In this study, we rely on human knowledge to classify user accounts as Anonymous and Identifiable. In particular, we leverage Amazon Mechanical Turk (AMT). For each Twitter account, we present the account name and screen name to Mechanical Turk workers and ask them to determine whether these two fields collectively contain (a) just a first name, (b) just a last name, (c) both a first name and a last name, or (d) neither a first nor a last name. The worker can also indicate (e) not sure. We instructed the Mechanical Turk workers to choose `neither a first nor a last name' and `both a first name and a last name' options only when they are completely confident, to avoid mis-labelling in situations when there is a lack of clarity (for example due to unusual international names). This enables us to have high confidence in the accounts labelled as not containing names and those containing complete (both first and last) names. To account for human error, we have each account labelled by two Mechanical Turk master workers (those with high ratings). When there is a disagreement, we ask a third master worker to assign the label and use the majority. If there is still a tie among the labels, we (the authors) manually look into the disagreements and finalize the label for the account.
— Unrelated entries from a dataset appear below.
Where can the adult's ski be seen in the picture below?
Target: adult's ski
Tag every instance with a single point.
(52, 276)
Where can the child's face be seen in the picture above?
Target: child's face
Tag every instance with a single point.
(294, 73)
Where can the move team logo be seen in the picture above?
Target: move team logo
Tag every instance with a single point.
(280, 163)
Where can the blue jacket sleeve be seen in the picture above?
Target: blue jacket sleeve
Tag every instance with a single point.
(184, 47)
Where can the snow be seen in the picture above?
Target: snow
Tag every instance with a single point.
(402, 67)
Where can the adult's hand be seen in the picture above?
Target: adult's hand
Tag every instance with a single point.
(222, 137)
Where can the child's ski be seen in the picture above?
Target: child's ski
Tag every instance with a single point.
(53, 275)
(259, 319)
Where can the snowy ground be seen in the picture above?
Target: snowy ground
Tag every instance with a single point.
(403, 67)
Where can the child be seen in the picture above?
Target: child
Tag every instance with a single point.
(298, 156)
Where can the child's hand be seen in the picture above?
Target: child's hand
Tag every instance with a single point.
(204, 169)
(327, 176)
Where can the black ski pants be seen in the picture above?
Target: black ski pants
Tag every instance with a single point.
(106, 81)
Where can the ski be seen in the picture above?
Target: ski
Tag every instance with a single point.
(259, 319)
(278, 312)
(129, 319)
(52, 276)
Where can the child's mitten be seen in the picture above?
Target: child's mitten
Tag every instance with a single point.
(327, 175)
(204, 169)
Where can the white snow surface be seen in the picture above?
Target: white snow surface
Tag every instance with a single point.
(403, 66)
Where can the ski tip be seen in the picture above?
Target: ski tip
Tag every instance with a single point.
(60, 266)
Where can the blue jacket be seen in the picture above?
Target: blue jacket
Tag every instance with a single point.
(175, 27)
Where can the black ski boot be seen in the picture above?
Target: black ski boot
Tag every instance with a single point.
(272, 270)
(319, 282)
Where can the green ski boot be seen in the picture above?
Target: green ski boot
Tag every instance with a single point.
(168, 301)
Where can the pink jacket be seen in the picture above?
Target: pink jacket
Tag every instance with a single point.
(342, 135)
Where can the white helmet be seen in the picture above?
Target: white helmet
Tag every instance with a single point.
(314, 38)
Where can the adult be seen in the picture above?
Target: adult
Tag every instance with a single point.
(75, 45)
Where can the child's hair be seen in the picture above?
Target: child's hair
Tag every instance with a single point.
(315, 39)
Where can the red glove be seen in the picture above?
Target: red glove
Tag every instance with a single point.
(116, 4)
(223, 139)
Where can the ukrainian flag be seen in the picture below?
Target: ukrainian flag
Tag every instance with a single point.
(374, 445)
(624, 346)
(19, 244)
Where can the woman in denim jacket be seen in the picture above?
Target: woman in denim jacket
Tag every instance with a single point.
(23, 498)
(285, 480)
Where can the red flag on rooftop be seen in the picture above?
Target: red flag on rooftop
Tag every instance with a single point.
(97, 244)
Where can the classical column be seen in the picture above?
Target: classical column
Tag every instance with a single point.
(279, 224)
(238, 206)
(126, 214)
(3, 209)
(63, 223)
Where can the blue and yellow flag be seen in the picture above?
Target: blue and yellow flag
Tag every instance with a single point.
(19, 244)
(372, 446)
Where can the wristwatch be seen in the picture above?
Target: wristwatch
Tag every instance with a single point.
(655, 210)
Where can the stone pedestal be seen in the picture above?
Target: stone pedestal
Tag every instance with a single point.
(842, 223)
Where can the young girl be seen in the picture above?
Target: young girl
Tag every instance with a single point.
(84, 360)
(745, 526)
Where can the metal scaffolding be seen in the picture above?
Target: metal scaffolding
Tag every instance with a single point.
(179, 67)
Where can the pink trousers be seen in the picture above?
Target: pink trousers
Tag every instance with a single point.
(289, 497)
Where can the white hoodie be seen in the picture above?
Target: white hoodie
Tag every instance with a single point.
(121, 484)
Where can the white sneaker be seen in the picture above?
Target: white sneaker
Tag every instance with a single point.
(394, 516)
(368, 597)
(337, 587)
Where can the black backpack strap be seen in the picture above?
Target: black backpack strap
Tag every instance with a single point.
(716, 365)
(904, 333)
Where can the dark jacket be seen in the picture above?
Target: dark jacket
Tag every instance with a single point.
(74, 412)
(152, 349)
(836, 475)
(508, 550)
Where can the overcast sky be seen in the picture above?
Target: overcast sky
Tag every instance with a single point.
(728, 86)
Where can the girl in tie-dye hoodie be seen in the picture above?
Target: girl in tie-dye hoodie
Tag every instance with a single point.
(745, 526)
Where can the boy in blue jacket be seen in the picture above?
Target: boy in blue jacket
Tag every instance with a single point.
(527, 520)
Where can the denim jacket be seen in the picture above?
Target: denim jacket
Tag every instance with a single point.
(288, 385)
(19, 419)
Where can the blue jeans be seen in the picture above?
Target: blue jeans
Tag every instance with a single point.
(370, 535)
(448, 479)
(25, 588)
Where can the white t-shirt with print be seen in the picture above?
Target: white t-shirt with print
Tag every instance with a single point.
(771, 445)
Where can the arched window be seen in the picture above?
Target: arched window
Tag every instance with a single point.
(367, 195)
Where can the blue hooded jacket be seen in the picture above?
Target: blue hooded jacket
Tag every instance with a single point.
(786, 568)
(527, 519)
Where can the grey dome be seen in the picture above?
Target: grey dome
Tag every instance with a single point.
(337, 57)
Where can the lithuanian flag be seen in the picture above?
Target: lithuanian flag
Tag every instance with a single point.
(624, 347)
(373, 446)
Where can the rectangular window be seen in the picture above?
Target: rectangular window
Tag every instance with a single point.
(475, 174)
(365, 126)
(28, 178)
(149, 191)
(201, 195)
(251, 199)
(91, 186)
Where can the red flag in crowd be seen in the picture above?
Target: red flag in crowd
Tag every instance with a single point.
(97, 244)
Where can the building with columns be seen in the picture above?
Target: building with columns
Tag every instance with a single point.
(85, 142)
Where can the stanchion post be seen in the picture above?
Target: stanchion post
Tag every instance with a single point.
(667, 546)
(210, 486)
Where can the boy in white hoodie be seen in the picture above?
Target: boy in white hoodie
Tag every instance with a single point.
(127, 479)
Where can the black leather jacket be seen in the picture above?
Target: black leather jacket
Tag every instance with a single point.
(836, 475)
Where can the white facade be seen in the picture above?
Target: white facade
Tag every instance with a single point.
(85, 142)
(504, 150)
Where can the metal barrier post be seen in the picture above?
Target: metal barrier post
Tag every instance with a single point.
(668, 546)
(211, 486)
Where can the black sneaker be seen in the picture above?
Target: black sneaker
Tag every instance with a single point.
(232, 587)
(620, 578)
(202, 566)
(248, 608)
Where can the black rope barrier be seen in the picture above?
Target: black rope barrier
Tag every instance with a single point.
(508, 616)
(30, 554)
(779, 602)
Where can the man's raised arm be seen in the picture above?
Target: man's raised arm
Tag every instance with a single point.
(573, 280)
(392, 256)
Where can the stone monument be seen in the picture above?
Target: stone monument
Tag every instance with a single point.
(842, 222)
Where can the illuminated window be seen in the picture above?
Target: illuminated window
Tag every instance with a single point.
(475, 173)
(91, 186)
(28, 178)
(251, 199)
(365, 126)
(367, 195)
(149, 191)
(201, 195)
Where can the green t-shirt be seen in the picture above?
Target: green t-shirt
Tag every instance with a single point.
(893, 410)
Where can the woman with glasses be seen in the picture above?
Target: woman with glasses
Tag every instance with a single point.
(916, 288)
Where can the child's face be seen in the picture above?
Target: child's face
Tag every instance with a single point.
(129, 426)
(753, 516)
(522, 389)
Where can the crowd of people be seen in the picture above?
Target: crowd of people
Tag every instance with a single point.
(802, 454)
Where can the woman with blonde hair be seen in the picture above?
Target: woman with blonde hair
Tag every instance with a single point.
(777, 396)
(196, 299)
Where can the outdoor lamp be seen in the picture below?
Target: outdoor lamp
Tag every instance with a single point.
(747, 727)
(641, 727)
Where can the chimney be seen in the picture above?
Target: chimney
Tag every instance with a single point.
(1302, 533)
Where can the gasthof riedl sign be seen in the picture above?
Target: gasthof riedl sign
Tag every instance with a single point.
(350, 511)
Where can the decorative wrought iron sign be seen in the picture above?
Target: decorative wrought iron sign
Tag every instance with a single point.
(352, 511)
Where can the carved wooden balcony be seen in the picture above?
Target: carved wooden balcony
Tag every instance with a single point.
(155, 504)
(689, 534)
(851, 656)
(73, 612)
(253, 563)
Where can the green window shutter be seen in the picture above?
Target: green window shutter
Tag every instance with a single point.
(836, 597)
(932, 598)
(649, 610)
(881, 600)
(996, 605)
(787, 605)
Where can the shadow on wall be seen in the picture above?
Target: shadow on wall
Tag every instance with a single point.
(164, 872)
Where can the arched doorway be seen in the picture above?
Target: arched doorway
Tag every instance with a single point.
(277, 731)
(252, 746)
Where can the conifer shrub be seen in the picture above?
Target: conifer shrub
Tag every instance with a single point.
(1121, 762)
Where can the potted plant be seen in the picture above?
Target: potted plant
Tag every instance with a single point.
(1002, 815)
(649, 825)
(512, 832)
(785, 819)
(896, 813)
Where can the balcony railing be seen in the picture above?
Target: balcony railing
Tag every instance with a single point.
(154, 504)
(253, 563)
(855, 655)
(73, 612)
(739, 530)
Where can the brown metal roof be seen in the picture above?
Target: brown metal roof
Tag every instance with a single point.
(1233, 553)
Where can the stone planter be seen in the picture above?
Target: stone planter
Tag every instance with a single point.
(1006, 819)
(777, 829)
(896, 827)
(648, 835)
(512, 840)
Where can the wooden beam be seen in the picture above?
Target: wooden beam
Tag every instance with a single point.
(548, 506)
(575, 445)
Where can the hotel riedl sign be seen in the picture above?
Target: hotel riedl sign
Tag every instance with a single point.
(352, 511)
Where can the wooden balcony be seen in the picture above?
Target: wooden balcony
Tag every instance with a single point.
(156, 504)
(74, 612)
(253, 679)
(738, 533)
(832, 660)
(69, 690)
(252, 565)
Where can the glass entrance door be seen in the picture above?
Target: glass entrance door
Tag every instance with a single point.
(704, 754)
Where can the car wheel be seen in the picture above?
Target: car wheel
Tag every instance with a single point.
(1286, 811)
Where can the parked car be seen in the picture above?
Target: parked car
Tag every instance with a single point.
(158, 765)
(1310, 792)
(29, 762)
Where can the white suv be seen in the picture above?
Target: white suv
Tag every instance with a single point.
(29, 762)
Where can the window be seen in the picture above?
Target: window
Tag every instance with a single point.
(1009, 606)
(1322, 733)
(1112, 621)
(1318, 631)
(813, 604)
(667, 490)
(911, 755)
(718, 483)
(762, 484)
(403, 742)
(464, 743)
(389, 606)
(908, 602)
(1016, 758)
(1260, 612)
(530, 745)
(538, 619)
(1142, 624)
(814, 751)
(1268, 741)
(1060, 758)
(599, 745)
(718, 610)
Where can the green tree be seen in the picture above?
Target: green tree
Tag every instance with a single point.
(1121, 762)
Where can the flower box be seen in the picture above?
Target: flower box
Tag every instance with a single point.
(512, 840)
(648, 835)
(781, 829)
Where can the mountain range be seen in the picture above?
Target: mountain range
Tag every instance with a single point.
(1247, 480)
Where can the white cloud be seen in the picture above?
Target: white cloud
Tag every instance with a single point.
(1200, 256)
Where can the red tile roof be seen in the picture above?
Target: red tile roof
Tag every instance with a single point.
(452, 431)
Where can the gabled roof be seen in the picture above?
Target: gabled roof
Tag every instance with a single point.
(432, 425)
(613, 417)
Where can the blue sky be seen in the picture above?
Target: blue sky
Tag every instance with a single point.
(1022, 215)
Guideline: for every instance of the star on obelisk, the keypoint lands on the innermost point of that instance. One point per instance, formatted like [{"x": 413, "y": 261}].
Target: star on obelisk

Using these AMT labelings, we define each user account in our data sets as follows:

? Anonymous ? A Twitter account containing neither the first nor last name (as labelled by AMT) and not containing a URL in the profile (which may point to a web page that identifies or partially identifies the user).

? Identifiable ? A Twitter account containing both a first name and a last name (as labelled by AMT).

? Highly Identifiable ? A Twitter account that is Identifiable and contains a URL reference to another social network account employing a Real-Name policy (such as Facebook or Google+). It is a subset of the Identifiable group.

? Partially Anonymous ? A Twitter account having a first name or last name but not both (as labelled by AMT).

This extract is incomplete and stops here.